What the challenge is really optimizing
A strong submission is not just a checkpoint. It is a bundle of choices that have to work together:
- model architecture
- tokenizer or byte-handling strategy
- training recipe
- export and compression path
- evaluation behavior under the allowed time budget
In other words, Parameter Golf is closer to a joint systems + modeling + compression problem than a pure architecture leaderboard.
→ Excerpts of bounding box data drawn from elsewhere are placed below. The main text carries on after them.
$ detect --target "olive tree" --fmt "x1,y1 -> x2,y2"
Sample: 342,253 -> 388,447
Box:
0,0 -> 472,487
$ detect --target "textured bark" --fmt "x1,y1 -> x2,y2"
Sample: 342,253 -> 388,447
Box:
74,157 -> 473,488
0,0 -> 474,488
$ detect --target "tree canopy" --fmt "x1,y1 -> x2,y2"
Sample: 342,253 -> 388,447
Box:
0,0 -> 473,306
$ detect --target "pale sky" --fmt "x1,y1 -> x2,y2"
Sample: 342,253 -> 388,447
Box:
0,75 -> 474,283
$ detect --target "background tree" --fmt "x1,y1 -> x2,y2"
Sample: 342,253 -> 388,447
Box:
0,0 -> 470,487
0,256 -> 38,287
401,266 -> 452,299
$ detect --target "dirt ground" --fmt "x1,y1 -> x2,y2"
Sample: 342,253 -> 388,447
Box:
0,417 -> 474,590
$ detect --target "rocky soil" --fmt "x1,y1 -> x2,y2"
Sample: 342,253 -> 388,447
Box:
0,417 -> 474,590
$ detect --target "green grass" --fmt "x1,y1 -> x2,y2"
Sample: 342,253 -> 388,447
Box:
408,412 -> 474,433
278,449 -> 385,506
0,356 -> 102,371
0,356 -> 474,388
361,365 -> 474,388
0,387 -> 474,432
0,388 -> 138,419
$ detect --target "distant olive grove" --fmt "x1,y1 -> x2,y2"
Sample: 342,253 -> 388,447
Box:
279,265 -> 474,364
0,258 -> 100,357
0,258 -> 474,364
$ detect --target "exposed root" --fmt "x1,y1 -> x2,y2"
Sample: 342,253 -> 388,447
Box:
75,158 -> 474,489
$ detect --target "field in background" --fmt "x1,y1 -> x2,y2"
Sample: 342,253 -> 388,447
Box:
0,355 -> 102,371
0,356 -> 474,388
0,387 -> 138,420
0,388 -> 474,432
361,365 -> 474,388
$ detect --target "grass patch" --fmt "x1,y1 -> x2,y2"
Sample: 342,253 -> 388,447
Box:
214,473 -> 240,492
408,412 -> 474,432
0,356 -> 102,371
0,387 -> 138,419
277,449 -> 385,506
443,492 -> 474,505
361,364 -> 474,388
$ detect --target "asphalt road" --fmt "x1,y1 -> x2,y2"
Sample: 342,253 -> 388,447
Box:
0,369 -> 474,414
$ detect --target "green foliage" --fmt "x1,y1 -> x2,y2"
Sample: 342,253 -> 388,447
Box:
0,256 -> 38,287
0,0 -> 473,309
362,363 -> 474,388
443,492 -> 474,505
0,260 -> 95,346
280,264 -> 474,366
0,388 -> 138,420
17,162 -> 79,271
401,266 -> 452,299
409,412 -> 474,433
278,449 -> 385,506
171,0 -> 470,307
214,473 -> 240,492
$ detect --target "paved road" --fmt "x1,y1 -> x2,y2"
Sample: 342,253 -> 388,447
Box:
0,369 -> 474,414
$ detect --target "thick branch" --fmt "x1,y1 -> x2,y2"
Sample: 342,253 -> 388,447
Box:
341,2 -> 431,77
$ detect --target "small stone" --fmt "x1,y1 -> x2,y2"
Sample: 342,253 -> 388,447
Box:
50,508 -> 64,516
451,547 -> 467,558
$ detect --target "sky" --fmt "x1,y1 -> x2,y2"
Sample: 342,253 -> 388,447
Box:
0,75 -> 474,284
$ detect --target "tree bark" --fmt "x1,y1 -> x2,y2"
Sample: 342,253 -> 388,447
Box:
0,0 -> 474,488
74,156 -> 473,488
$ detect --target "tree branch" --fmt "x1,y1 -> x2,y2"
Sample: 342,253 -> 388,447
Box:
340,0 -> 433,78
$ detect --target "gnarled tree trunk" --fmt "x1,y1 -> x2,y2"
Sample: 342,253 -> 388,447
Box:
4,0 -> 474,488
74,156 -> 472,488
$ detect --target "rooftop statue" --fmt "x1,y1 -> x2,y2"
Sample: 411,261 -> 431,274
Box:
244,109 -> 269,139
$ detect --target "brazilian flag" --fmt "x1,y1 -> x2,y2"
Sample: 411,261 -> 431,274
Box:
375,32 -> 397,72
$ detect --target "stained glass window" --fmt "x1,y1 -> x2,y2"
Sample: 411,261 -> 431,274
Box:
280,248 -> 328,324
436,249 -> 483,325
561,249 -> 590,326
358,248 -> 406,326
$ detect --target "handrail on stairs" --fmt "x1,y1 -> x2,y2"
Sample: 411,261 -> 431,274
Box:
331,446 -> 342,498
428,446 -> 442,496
Why the design space bends so hard
Because the hard cap is on the final artifact, the challenge strongly rewards ideas that:
- reduce the number of unique weights rather than only the number of nominal parameters
- make stored weights easier to quantize and compress
- spend more capability on compute and less on bytes
- control vocabulary and output-head overhead
- preserve quality after the exact serialization and decompression path
That is why the most relevant research lanes are:
- recursive and shared-parameter architectures
- quantization, outliers, and compression-aware training
- tokenizer and vocabulary efficiency
- evaluation-time compute
- training economics and small-model bottlenecks
The core mental shift
Many habits from normal LM work become misleading here:
- lower pre-quantization loss is not automatically a win
- larger raw parameter count is not automatically a win
- better-looking uncompressed checkpoints are not automatically a win
- “just quantize it later” is often too weak a strategy
The score only cares about the model that actually survives the full artifact path and still performs well within the challenge constraints.
Challenge-facing questions this garden tracks
This section of the garden is meant to answer questions like:
- What exactly do the byte cap and evaluation rules reward?
- How should public runs and leaderboard claims be interpreted?
- Which directions already look crowded, and which still look open?
- Where do local results translate cleanly to the public challenge, and where do they not?
Pages in this section
- Constraints and scoring
- History and public runs
- How to read the leaderboard and public records
- Local benchmark vs official evaluation
- Public research directions
- Challenge history
- Local experiment history
One-sentence summary
A good Parameter Golf entry is a model whose stored bytes, training recipe, compression behavior, and evaluation strategy are all co-designed so that the final 16 MB artifact is unusually strong on the actual challenge metric.